Dealing with lots of small files in Hadoop MapReduce with CombineFileInputFormat

Input to Hadoop MapReduce process is abstracted by InputFormat. FileInputFormat is a default implementation that deals with files in HDFS. With FileInputFormat, each file is splited into one or more InputSplits typically upper bounded by block size. This means the number of input splits are lower bounded by number of input files. This is not an ideal environment for MapReduce process when it's dealing with large number of small files, because overhead of coordinating distributed processes is far greater than when there are relatively small number of large files. Note here when the input split spills over block boundaries this could work against the general rule of 'having process close to data', because blocks could be at different network locations.

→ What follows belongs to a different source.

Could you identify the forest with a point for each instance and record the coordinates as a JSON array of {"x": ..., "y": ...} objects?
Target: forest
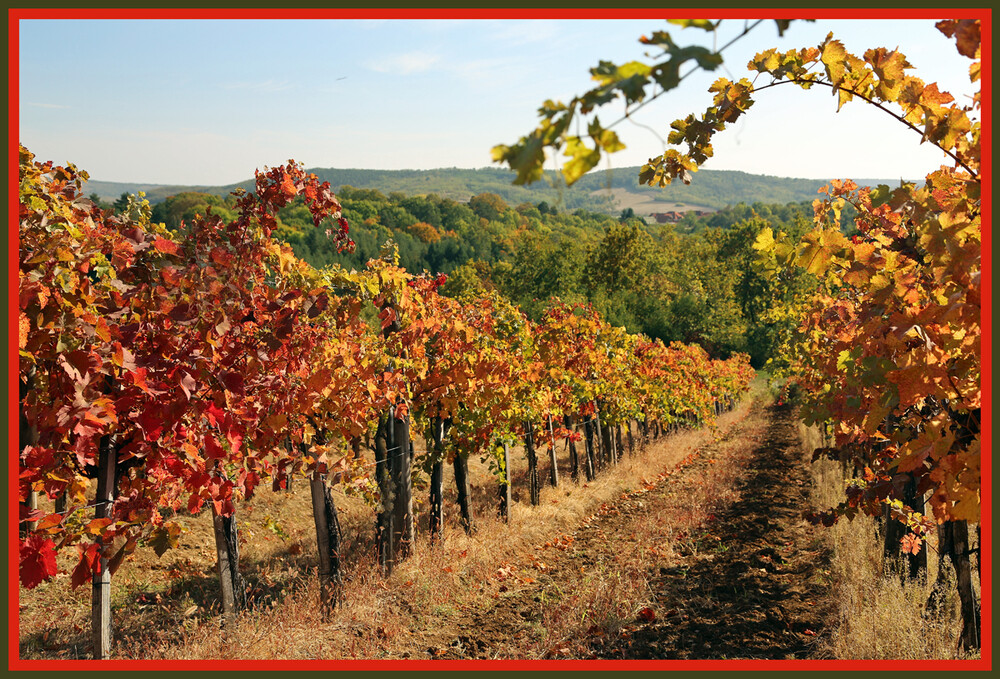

Enter CombineFileInputFormat, it packs many files into each split so that each mapper has more to process. CombineFileInputFormat takes node and rack locality into account when deciding which blocks to place in the same split so it doesn't suffer from the same problem of simply having a big split size.

public class MyCombineFileInputFormat extends CombineFileInputFormat {

  public static class MyKeyValueLineRecordReader implements RecordReader {
    private final KeyValueLineRecordReader delegate;

    public MyKeyValueLineRecordReader(
      CombineFileSplit split, Configuration conf, Reporter reporter, Integer idx) throws IOException {
      FileSplit fileSplit = new FileSplit(
        split.getPath(idx), split.getOffset(idx), split.getLength(idx), split.getLocations());
      delegate = new KeyValueLineRecordReader(conf, fileSplit);
    }

    @Override
    public boolean next(Text key, Text value) throws IOException {
      return delegate.next(key, value);
    }

    @Override
    public Text createKey() {
      return delegate.createKey();
    }

    @Override
    public Text createValue() {
      return delegate.createValue();
    }

    @Override
    public long getPos() throws IOException {
      return delegate.getPos();
    }

    @Override
    public void close() throws IOException {
      delegate.close();
    }

    @Override
    public float getProgress() throws IOException {
      return delegate.getProgress();
    }
  }

  @Override
  public RecordReader getRecordReader(
    InputSplit split, JobConf job, Reporter reporter) throws IOException {
    return new CombineFileRecordReader(
      job, (CombineFileSplit) split, reporter, (Class) MyKeyValueLineRecordReader.class);
  }
}

CombineFileInputFormat is an abstract class that you need to extend and override getRecordReader method. CombineFileRecordReader manages multiple input splits in CombineFileSplit simply by constructing new RecordReader for each input split within. MyKeyValueLineRecordReader creates a KeyValueLineRecordReader to delegate operations to.

Remember to set mapred.max.split.size to a small multiple of block size in bytes as otherwise there will be no split at all.